In this example, DataRobot recommends Gamma Deviance, which is used for modeling in this use case. Besides Gamma Deviance, DataRobot also includes a list of metrics that you can select based on your own needs.
df["Incurred"].describe()
count 2.169100e+04 mean 9.647973e+03 std 4.713051e+04 min 2.220000e-15 25% 1.802750e+02 50% 4.959266e+02 75% 1.827121e+03 max 1.563323e+06 Name: Incurred, dtype: float64
df["Incurred"].hist(bins=10)
<AxesSubplot:>
Feature engineering¶
Feature engineering has proven to improve model performance in many use cases, although it is an optional step for this workflow. This provides an opportunity to incorporate domain knowledge into the model. Feature engineering can be as simple as extracting the month from a date so that a seasonal trend can be captured. Alternatively, it can be as complicated as getting aggregated claim counts for the past x years. Therefore depending on the use case, feature engineering can be very time-consuming. For illustration purposes, feature engineering is already performed on the example dataset.
For example, ReportingDelay
= ReportDate
- AccidentDate
. In Python, the following code can be used to achieve this:
df["ReportingDelay"] = df["ReportDate"] - df["AccidentDate"]
The result above assumes that ReportDate
and AccidentDate
are both recorded in the original dataset.
Modeling¶
Create a project¶
Upload the training data to DataRobot to create a project. In this example, upload the dataframe "df" created in previous steps to DataRobot.
project_name = f"Workers Comp Claim Severity {datetime.datetime.now()}"
project = dr.Project.create(df, project_name=project_name)
Initiate Autopilot¶
project.analyze_and_model(target="Incurred", worker_count=-1)
Project(Workers Comp Claim Severity 2022-10-18 13:01:08.535262)
The output for the following snippet displays the features included in the "Informative Features" feature list.
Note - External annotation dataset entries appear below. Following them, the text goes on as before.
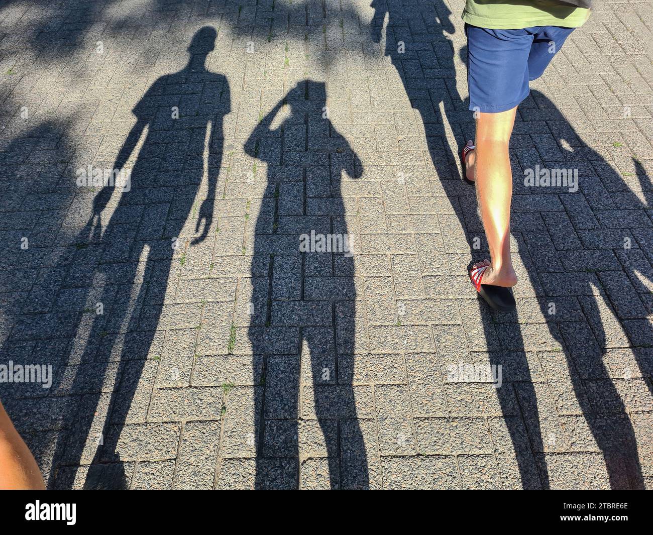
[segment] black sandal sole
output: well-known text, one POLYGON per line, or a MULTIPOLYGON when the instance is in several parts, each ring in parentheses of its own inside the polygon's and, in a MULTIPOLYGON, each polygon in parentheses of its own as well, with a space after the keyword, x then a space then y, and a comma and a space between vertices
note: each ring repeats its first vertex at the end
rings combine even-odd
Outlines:
MULTIPOLYGON (((467 146, 466 145, 465 146, 467 146)), ((465 158, 462 155, 462 151, 464 150, 465 146, 463 146, 463 148, 460 149, 460 165, 462 166, 462 176, 461 178, 462 178, 462 181, 464 182, 466 182, 470 186, 473 186, 474 181, 470 180, 467 178, 467 164, 465 163, 465 158)))
POLYGON ((517 304, 515 300, 515 296, 505 286, 481 284, 481 291, 478 294, 495 310, 500 312, 512 312, 517 310, 517 304))

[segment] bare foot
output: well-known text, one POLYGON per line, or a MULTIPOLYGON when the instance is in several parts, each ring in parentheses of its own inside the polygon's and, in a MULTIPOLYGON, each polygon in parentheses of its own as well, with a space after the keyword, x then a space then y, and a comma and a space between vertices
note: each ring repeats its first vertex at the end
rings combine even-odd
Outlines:
POLYGON ((482 284, 493 284, 495 286, 511 288, 517 284, 517 275, 512 266, 495 271, 492 268, 490 261, 486 259, 482 262, 477 262, 474 264, 475 268, 482 266, 490 266, 483 272, 483 278, 481 280, 482 284))
MULTIPOLYGON (((471 139, 465 144, 466 147, 468 145, 473 145, 474 142, 471 139)), ((471 180, 474 182, 475 177, 474 176, 474 162, 476 161, 476 150, 470 150, 467 153, 467 155, 465 157, 465 165, 467 167, 467 180, 471 180)))

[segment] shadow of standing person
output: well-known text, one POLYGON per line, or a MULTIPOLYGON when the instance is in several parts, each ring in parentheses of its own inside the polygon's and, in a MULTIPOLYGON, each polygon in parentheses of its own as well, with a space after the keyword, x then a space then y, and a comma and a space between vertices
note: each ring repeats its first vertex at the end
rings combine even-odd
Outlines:
MULTIPOLYGON (((631 406, 627 407, 622 395, 639 391, 635 397, 643 400, 653 393, 653 385, 647 380, 653 370, 653 355, 646 349, 653 341, 653 330, 643 299, 653 285, 651 257, 645 248, 653 228, 646 215, 653 188, 634 159, 637 179, 629 186, 601 155, 583 142, 553 103, 535 89, 531 97, 524 103, 522 115, 544 118, 552 139, 547 142, 548 150, 539 152, 535 161, 520 159, 520 164, 525 171, 532 170, 541 158, 547 169, 566 171, 567 176, 577 170, 577 184, 569 191, 559 188, 568 216, 543 212, 556 223, 554 230, 549 229, 552 235, 548 244, 534 238, 532 231, 524 231, 527 247, 521 254, 530 255, 533 261, 534 269, 528 270, 532 284, 543 284, 543 294, 539 300, 542 316, 551 336, 564 348, 576 400, 603 454, 610 487, 643 489, 635 432, 629 414, 633 400, 628 400, 631 406), (641 189, 641 199, 631 187, 641 189), (575 187, 577 191, 573 191, 575 187), (574 209, 579 196, 584 198, 581 202, 586 203, 589 210, 581 212, 574 209), (618 237, 608 236, 608 242, 605 242, 610 229, 624 224, 618 237), (567 274, 573 276, 573 291, 561 293, 559 281, 567 274), (557 305, 554 314, 551 314, 552 303, 557 305), (619 323, 616 329, 607 319, 611 315, 619 323), (609 331, 608 327, 611 327, 609 331)), ((516 193, 531 192, 522 182, 517 184, 516 193)), ((560 380, 553 372, 559 363, 558 358, 553 355, 543 358, 548 361, 547 379, 560 380)), ((631 396, 625 398, 628 398, 631 396)), ((575 442, 573 437, 565 440, 575 442)))
MULTIPOLYGON (((451 134, 449 137, 454 137, 462 146, 464 140, 473 138, 474 133, 472 115, 456 89, 454 46, 445 34, 455 32, 450 19, 451 12, 441 0, 373 0, 371 7, 374 9, 370 27, 374 42, 381 42, 383 25, 388 17, 385 54, 391 59, 411 105, 419 112, 429 152, 427 168, 430 159, 441 191, 447 195, 464 233, 460 239, 467 240, 466 245, 456 243, 459 239, 456 233, 454 236, 445 238, 445 247, 448 252, 455 254, 482 254, 483 250, 472 247, 474 238, 483 235, 483 226, 475 216, 474 191, 460 180, 457 157, 447 140, 448 134, 451 134), (445 125, 450 125, 453 132, 449 133, 445 125), (474 215, 470 217, 470 214, 474 215)), ((483 245, 486 251, 486 244, 483 245)), ((466 278, 464 267, 456 268, 466 278)), ((547 466, 544 463, 538 465, 534 455, 543 451, 543 444, 535 392, 521 332, 517 329, 511 333, 515 342, 513 345, 518 349, 511 353, 509 361, 506 361, 507 351, 502 347, 489 307, 481 305, 480 317, 474 317, 473 323, 482 323, 484 336, 480 339, 475 327, 465 323, 467 336, 479 338, 475 342, 478 347, 473 348, 472 351, 486 351, 491 366, 502 366, 506 370, 512 368, 517 370, 515 377, 518 376, 515 381, 504 378, 503 386, 496 391, 513 443, 520 486, 547 488, 547 466)), ((445 356, 454 360, 457 357, 445 356)), ((467 358, 470 358, 469 352, 467 358)), ((441 365, 445 364, 442 362, 441 365)), ((507 456, 512 455, 508 453, 507 456)))
MULTIPOLYGON (((114 164, 114 169, 124 169, 146 130, 131 183, 122 188, 101 233, 102 214, 118 189, 116 184, 105 183, 78 238, 93 251, 87 261, 97 263, 95 278, 103 278, 97 302, 104 314, 94 315, 80 362, 70 357, 71 392, 80 397, 68 419, 74 427, 57 441, 53 461, 54 470, 61 472, 57 487, 72 486, 79 465, 89 461, 86 488, 126 485, 116 450, 119 439, 124 440, 121 432, 129 416, 136 413, 142 421, 146 413, 142 403, 134 405, 135 396, 148 353, 156 353, 153 340, 161 334, 157 329, 168 278, 177 274, 171 272, 173 255, 185 250, 189 240, 203 241, 210 230, 222 159, 223 120, 231 110, 227 78, 206 66, 216 38, 214 28, 199 29, 188 48, 186 67, 157 80, 136 104, 136 124, 114 164), (200 233, 191 240, 193 230, 185 225, 202 195, 205 165, 208 193, 195 225, 195 233, 200 233), (116 378, 107 404, 103 380, 112 374, 116 378)), ((78 261, 69 276, 86 282, 80 284, 86 285, 87 295, 93 278, 89 271, 92 275, 86 262, 78 261)))
POLYGON ((342 174, 358 178, 362 169, 326 103, 323 82, 300 82, 245 144, 267 165, 266 196, 274 203, 257 219, 252 262, 254 309, 261 314, 249 335, 255 381, 263 378, 255 402, 256 488, 280 484, 274 475, 279 463, 296 485, 299 462, 307 462, 321 476, 328 468, 332 488, 369 487, 349 369, 356 288, 341 191, 342 174), (269 261, 267 277, 255 276, 259 261, 269 261), (300 451, 298 434, 311 417, 324 435, 326 461, 300 451))

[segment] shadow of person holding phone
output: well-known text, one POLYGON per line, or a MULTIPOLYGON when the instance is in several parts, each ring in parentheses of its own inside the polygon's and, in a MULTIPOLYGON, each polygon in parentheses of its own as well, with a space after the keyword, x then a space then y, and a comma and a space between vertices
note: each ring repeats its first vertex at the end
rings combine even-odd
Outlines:
POLYGON ((328 471, 331 488, 368 488, 351 384, 354 249, 341 190, 344 174, 360 176, 360 161, 328 118, 325 84, 310 80, 266 115, 245 150, 266 164, 270 208, 257 219, 252 261, 256 488, 281 484, 279 463, 297 481, 300 469, 328 471), (257 276, 262 263, 265 277, 257 276), (326 459, 307 459, 300 447, 314 418, 326 459))

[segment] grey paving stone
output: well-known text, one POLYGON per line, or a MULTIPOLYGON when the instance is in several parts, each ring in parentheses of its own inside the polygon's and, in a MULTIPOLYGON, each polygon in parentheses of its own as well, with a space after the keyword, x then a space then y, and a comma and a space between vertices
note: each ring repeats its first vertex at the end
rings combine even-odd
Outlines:
POLYGON ((136 33, 133 0, 41 3, 0 8, 0 365, 53 384, 0 397, 50 487, 653 485, 643 4, 594 10, 520 105, 501 314, 466 274, 462 0, 177 2, 136 33), (526 186, 536 164, 578 190, 526 186), (78 187, 89 165, 130 191, 78 187), (311 229, 353 255, 300 253, 311 229))

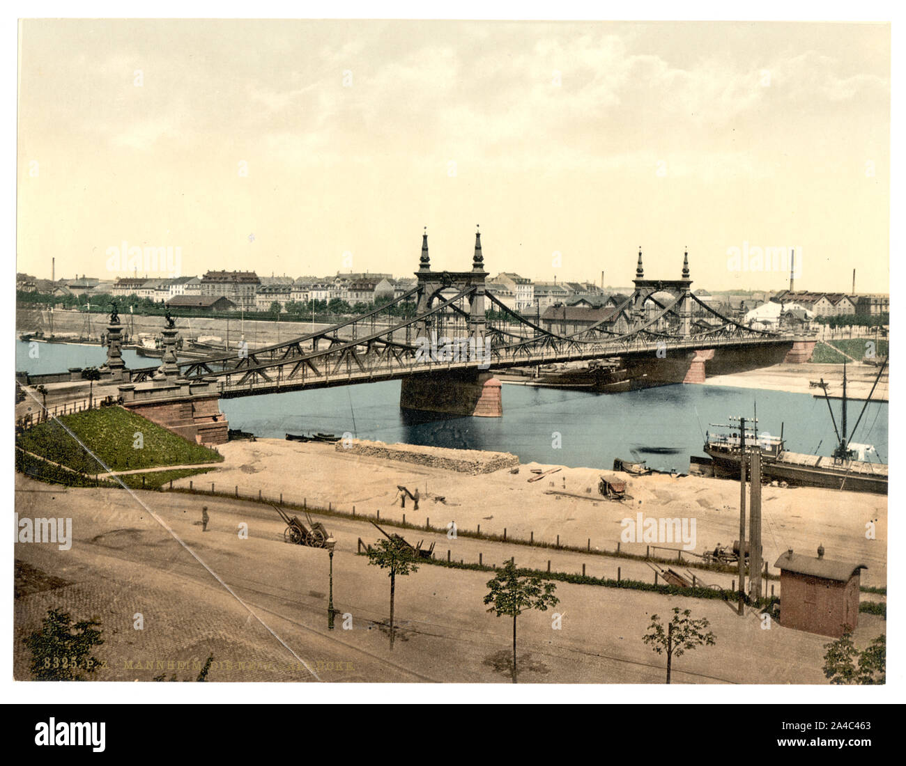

flists = project.get_featurelists()
flist = next(x for x in flists if x.name == "Informative Features")
flist.features
['ReportingDelay', 'AccidentHour', 'Age', 'WeeklyRate', 'Gender', 'MaritalStatus', 'HoursWorkedPerWeek', 'DependentChildren', 'DependentsOther', 'PartTimeFullTime', 'DaysWorkedPerWeek', 'DateOfAccident (Year)', 'ClaimDescription', 'ReportedDay', 'InitialCaseEstimate', 'Incurred', 'DateOfAccident (Day of Month)', 'DateOfAccident (Day of Week)', 'DateOfAccident (Month)']
Interpret results¶
Once the data is uploaded to DataRobot, and a project has started, you can start exploring in the GUI. Use the URL below will lead you to the project.
project.open_in_browser
<bound method BrowserMixin.open_in_browser of Project(Workers Comp Claim Severity 2022-10-18 12:55:11.203002)>
Exploratory Data Analysis¶
Navigate to the Data tab to learn more about your data.
Click each feature to see information such as the summary statistics (min, max, mean, std) of numeric features or a histogram that represents the relationship of a feature with the target.